The film is about a simpleton Viren (Riteish) who is happy waking up every morning at the crack of dawn and setting off to work as a rickshaw driver. His boss is Bhatti (Tinu Anand), who is busy trying to get his Canada-returned daughter Mini (Genelia) married to a wealthy man. One day, Viren reveals his true dream – to own his own tourist car rental agency – to Bhatti and the next thing he knows the old man makes it his own idea. He sells all his rickshaws, even the one in which Viren hid his hard earned money, and buys luxury cars. Viren is crestfallen and in a drunken stupor lands up at Bhatti’s doorstep during Mini’s engagement to demand his money. Mini doesn’t want to get married to her dad’s choice of groom. She takes advantage of the situation and in less than five minutes, she plots a fake kidnapping with Viren as the baddie and she as his victim. The incidents that follow are forced and predictable. Without any sign of attraction between the kidnapper and victim, there comes a scene where a pitch drunk Mini asks Viren, “Main tumhe kissi karoon?” (May I kiss you?). How? Why? We don’t know. We are sure there could have been better ways to plant the seeds of their love. Genelia and Riteish’s chemistry engage you but there’s only that much they can do without support from the script. Several new and interesting characters enter the plot in the second half, but the film turns from being light and frothy to more serious. The twist in the plot too seems forced as does the melodramatic end.

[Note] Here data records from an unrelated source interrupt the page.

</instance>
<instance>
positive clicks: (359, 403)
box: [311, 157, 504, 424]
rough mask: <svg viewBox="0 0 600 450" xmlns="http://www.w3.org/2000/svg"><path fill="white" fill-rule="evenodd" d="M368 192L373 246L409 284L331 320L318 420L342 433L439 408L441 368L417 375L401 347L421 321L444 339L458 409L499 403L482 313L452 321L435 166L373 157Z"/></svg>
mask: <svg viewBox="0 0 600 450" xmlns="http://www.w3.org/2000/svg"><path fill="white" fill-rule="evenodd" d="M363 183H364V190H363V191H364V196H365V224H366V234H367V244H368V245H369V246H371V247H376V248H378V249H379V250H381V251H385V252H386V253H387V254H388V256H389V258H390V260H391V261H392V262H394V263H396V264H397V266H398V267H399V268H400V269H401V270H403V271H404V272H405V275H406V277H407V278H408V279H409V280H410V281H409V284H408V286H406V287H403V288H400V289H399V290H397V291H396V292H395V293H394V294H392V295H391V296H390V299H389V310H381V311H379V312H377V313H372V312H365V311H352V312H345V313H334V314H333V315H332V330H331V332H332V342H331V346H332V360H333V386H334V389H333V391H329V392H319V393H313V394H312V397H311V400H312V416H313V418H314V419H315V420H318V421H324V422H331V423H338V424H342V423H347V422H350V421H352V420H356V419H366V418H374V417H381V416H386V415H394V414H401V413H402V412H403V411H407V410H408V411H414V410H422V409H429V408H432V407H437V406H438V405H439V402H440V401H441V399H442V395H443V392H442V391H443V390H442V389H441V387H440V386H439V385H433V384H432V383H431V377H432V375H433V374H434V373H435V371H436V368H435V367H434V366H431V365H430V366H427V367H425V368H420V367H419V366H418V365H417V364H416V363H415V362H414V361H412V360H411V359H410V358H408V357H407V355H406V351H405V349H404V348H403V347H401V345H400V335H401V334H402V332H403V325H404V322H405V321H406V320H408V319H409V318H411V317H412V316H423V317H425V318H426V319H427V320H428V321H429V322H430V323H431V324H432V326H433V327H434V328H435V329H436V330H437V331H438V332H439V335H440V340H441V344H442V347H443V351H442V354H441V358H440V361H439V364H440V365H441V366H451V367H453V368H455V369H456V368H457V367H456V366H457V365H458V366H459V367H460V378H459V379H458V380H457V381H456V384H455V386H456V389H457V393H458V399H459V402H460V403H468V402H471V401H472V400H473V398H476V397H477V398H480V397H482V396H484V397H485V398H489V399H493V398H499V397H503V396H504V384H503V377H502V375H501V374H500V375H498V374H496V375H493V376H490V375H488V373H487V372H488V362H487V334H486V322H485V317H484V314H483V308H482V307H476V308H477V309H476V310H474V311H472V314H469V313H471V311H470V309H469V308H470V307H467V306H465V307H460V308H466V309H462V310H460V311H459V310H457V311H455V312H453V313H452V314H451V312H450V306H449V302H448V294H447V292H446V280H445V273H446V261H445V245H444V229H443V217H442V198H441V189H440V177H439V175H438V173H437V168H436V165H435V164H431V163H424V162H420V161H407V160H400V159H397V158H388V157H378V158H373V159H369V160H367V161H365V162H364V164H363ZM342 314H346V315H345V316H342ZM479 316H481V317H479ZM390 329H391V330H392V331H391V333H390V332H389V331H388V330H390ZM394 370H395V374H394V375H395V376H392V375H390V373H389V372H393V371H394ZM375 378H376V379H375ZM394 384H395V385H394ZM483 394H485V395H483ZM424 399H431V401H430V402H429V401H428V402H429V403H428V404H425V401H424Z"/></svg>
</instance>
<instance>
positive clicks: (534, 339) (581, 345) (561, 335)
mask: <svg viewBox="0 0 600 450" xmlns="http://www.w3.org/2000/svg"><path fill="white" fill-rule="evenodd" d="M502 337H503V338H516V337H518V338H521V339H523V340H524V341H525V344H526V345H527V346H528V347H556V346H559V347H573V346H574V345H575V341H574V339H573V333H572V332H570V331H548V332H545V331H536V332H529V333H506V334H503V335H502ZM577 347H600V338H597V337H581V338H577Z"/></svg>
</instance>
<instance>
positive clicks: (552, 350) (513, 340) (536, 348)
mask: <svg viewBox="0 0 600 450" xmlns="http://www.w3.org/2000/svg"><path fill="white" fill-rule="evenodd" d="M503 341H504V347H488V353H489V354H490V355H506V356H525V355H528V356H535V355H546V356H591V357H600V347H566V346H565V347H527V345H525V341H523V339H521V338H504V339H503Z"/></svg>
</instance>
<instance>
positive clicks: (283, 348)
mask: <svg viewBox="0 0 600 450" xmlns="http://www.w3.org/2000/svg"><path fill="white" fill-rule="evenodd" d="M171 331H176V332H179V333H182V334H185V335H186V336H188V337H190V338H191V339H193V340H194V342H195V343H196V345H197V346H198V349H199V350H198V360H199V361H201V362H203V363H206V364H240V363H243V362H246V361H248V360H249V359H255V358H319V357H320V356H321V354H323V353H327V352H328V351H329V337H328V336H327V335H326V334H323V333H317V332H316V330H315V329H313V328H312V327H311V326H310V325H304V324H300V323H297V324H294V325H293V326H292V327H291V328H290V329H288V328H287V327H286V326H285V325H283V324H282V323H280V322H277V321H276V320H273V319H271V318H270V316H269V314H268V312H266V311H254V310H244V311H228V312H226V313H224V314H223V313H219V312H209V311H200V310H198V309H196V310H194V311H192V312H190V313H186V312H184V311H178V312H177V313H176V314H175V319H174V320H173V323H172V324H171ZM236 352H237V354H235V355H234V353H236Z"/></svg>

Genelia had mentioned in an interview that Tery Naal Love Ho Gaya has the mood and setting of Jab We Met, but the story is nothing like the Shahid Kapoor-Kareena Kapoor starrer. However, Genelia’s Mini seems inspired from Jab We Met’s Geet. She is good but how difficult could it have been for Genelia to once again play a vivacious and light-hearted character? She’s done it several times before. On the other hand Riteish seems inconsistent in his act. He is fine as the naïve small-towner, but the problem arises when he has to turn serious. That’s when you feel Riteish should stick to doing what he is best at – cracking jokes and making us laugh.
Music duo Sachin-Jigar’s songs fit well into the plot but are not memorable enough to stay in your heart long after you’ve watched the film. Chirantan Das’ camera work brings alive the small towns of Punjab and Haryana. But overall Mandeep Kaur’s romantic comedy doesn’t live up to the hype it created as being Riteish-Genelia’s first release together in seven years.